Where is the Centre?

The Centre weds within it a state’s pluralism and its strategic realism. That Centre we do not have.


Ejaz Haider February 20, 2011
Where is the Centre?

Yeats’ line from The Second Coming, “Things fall apart; the centre cannot hold” has become a terrible cliché like all great lines. Yet, refer to it here I will because nothing depicts better the plight of this state than this line.

States rise and fall on the basis of how strong the Centre is and by Centre I mean the numbers that come to accept what they think the state stands for and where it must place itself in relation to other states. When the journey begins, there can be contending ideologies. Sometimes the contest is bloody, resulting in minor and major revolutions and even civil wars. But it is important for a successful state to have a large, strong Centre since ultimately it is these people who keep the balance between the Right and the Left.

It is important, too, because for both Left and Right, to become politically relevant requires playing on the Centre turf. Both have to centrise some part of themselves. The Left becomes a little more conservative, the Right a little less. Thus is held the balance by the Centre.

Not so here. The Left (and I use the term rather loosely) is right on many counts: it is secular, culturally liberal and believes in pluralism, all of which a centrist like me shares with them. But it, when it comes to issues of realpolitik, wavers between idealism and neo-liberalism rather than realism. This is where I part company with them.

The Right is an abomination for the most part. To think that a plain murderer can be celebrated, that a hapless woman must die because that is the only way we can define ourselves, that minorities must live in perpetual fear, that personal freedoms must be taken away and that we must have our version of medieval Christian autos-de-fe is to create a living hell, not a state. That the Right here must come to represent the state is a shame; even worse that a state’s conservative strategy, the essence of realism, must become subject to their measure of it.

The Centre weds within it a state’s pluralism and its strategic realism. That Centre we do not have and that’s what makes us so weak. The Left would stand up for everything except Pakistan; the Right wants to fight an Armageddon and have this state isolated and become a pariah.

The Left wants Raymond Davis to walk away, citing diplomatic immunity, ignoring the dubiousness of it; the Right wants him hung, drawn and quartered even if he were a diplomat. Here’s a hypothetical scenario reversing exactly what happened in Lahore: A Pakistani undercover operative kills two Americans in Washington’s Dupont Circle; a vehicle that comes to his aid and runs over another American. The vehicle disappears; the operative is captured. This is how the Right and the Left would react.

The Left would ignore the issue of immunity; blame the ISI for having sent someone to create mischief; argue that ‘realpolitik’ demanded that Islamabad come clean on what this guy was doing in Washington etcetera. Essentially, they would reverse all those arguments they are trotting out now vis-a-vis Davis.

As would the Right. They would demand that immunity and international law must be respected, the same bird that must be killed in the case of Davis. Hold rallies in the name of national honour and press the government that it should get the man back etcetera. Essentially, in this case too, the current arguments will all be reversed.

Where is the Centre in this country? Even more miniscule it is than what is left of the Left. The Centre believes neither in capitulation nor a perennial expression of the national flagpole. It is neither mushy nor violently emotional. The Centre is supposed to understand how interstate relations work, knowing that it would neither dismiss America as a country that Pakistan can take on unnecessarily, nor consider Pakistan an entity that any other state can walk all over as and when it so desires. It holds the balance.

It comes into existence when people understand the requirement at home of secular pluralism and cultural liberalism and the necessity of dealing with other states on the basis of hard-nosed realism. Why have we failed to develop that balance is another debate.
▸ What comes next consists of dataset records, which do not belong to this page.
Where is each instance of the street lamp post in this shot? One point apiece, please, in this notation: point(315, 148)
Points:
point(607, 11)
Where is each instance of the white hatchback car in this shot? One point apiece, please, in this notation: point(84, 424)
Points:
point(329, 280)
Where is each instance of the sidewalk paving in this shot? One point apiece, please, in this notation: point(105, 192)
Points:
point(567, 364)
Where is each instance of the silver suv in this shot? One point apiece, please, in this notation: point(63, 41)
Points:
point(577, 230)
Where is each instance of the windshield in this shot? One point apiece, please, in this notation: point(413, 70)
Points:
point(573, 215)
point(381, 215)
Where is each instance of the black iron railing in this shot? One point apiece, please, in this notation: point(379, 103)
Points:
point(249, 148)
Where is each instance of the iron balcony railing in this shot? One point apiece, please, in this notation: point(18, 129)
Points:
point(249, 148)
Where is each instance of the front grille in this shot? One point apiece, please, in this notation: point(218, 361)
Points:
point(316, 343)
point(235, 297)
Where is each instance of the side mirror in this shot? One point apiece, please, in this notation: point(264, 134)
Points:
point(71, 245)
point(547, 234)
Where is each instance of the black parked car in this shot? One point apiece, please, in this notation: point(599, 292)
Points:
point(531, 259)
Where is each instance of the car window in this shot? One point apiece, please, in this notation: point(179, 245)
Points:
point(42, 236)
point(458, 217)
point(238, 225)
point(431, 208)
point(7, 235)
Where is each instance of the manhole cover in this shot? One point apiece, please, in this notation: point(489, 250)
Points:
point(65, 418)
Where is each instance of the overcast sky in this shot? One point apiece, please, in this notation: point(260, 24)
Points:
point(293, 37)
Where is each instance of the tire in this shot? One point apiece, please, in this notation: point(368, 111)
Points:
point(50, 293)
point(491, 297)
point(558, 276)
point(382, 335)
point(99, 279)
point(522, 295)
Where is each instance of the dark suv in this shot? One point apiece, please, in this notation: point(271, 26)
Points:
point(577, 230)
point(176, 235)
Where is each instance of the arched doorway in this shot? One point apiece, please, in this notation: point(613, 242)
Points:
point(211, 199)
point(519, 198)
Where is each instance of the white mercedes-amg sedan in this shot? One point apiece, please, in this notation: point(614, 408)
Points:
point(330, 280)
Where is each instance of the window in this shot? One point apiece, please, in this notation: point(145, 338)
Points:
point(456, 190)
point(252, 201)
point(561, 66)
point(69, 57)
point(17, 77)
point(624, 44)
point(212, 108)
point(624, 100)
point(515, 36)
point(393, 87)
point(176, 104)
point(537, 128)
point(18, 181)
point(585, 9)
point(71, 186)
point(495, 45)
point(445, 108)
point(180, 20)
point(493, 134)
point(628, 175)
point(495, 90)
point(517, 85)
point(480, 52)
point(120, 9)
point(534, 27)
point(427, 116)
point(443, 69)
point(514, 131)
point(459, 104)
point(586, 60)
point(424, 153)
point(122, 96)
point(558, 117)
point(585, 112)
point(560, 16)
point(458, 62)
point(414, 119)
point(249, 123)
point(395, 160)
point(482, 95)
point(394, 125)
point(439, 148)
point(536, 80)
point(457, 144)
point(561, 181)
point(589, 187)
Published in The Express Tribune, February 21st, 2011.

COMMENTS (13)

temporal | 13 years ago | Reply ejaz: the euphemistic centre is awol the majority...of any persuasion..is shackled by dogmas and diatribes...and is unable to identify the elephant in the room
Arifq | 13 years ago | Reply Haider Sahib, agree with the basic premise of your article but would disagree with semantics of the so called left in Pakistan, left in Pakistan left the building long time ago, all we have left is the right wing fanatics and the anti-right wing fanatics who could easily be mistaken for right wing moderates. This phenomena is prevalent in most of the Muslim world, dominated by conservatives but challenged by the moderates or progressives who disagree with the West but would also like to see their country prosper with civil liberties.